Bild: Ist die Habersaathstraße 40-48 abrissreif? Die Zweifel daran wachsen
Berlin taz | Der kleine Gerichtssaal ist so voll, dass die als Letzte
eintreffenden Zuschauer*innen die Verhandlung im Amtsgericht im Stehen
verfolgen müssen. Die dauert aber ohnehin nicht sehr lange: Eine gütliche
Einigung kommt nicht infrage, bilanziert die Richterin. Der Eigentümer der
Habersaathstraße 40–48, Andreas Pichotta, der seine langjährigen
Mieter*innen mit Räumungsklagen rauswerfen will, sowie die Mieterin und
die Anwälte nicken zustimmend.
Eine Beweiserörterung ist ebenfalls nicht nötig, denn die Fakten liegen
alle auf dem Tisch: Pichtotta, Geschäftsführer von Arcadia Estates, will
den noch bewohnten Plattenbau, der sich trotz Vernachlässigung in einem
durchaus passablen Zustand befindet, [1][abreißen lassen] und durch einen
profitableren Neubau mit Luxuswohnungen ersetzen. Mit
Verwertungskündigungen versucht er die zwölf verbliebenen
Altmieter*innen [2][trotz unbefristeter Verträge loszuwerden], die sich
dagegen wehren. So weit, so klar – es geht um spekulativen Abriss und die
typische Berliner Verdrängung von Alteingesessenen.

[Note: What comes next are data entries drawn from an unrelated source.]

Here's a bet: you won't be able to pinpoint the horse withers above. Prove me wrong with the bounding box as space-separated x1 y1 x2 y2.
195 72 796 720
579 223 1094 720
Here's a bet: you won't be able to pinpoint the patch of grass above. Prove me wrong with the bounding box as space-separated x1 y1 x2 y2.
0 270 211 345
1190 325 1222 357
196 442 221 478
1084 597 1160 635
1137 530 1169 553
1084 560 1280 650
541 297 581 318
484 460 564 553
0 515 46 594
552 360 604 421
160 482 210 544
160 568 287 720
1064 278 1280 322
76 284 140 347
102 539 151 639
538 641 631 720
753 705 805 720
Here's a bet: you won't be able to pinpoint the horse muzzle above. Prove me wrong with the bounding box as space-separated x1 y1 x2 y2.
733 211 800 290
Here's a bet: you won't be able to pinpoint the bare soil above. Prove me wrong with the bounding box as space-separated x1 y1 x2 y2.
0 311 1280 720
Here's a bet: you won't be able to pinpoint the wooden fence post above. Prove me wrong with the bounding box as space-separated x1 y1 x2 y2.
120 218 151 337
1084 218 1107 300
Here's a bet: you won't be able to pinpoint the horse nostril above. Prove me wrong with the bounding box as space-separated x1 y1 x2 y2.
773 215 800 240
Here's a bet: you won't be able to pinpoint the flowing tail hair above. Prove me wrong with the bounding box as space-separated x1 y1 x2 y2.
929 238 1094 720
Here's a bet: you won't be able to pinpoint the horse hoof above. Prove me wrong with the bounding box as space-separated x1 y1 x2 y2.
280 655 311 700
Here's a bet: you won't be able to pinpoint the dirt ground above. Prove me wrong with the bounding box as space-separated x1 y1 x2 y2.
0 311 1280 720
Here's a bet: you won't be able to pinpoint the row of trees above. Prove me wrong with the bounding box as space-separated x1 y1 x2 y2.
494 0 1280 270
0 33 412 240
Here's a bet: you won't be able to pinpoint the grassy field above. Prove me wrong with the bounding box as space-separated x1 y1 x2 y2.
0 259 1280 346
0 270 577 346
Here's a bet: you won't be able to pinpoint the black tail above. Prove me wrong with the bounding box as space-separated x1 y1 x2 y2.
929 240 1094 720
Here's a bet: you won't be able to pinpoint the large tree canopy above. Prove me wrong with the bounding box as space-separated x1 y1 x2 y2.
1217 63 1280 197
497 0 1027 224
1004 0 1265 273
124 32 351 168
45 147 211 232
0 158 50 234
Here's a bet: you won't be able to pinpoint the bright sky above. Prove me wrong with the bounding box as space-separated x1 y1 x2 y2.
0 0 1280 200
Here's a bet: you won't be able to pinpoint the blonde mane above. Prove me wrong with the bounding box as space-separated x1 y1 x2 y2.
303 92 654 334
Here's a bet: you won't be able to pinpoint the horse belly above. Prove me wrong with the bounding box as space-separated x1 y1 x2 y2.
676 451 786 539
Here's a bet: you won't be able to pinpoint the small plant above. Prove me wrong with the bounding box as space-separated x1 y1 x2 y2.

Die Richterin macht entsprechend kurzen Prozess und will am 20. November
das Urteil verkünden. Wohin die Reise geht, lässt sie allerdings schon
durchblicken: Das von Pichotta eingereichte Gutachten, das den Abriss des
Hauses begründet, sei – sie zögert einen Moment und scheint um die richtige
Wortwahl zu ringen – „im Wesentlichen eher ungeeignet beziehungsweise
unvollständig“, sagt sie schließlich. Und außerdem aus dem Jahr 2018 und
damit veraltet.
„Es ist ja auch [3][nicht das erste Verfahren]“, sagt sie mit Blick auf die
vielen Zuschauer*innen, die vor allem aus den anderen Bewohner*innen
des Hauses und ihren Unterstützer*innen bestehen. Ihre Befürchtung vor
Tumulten oder Zwischenrufen ist allerdings unbegründet, die Stimmung ist
entspannt.
## Mieterin wohnt seit 33 Jahren in dem Haus
Dazu gibt es auch allen Grund, denn dass die Richterin sich auf das erste
Urteil gegen einen Mieter beziehen will, macht Hoffnung: „Eine Wohnung ist
kein Aktienpaket“, hieß es Mitte August, zack, Räumungsklage abgewiesen,
die Freude unter den Bewohner*innen war groß. Ob es in diesem Fall
genauso ausgeht, wird sich im November zeigen.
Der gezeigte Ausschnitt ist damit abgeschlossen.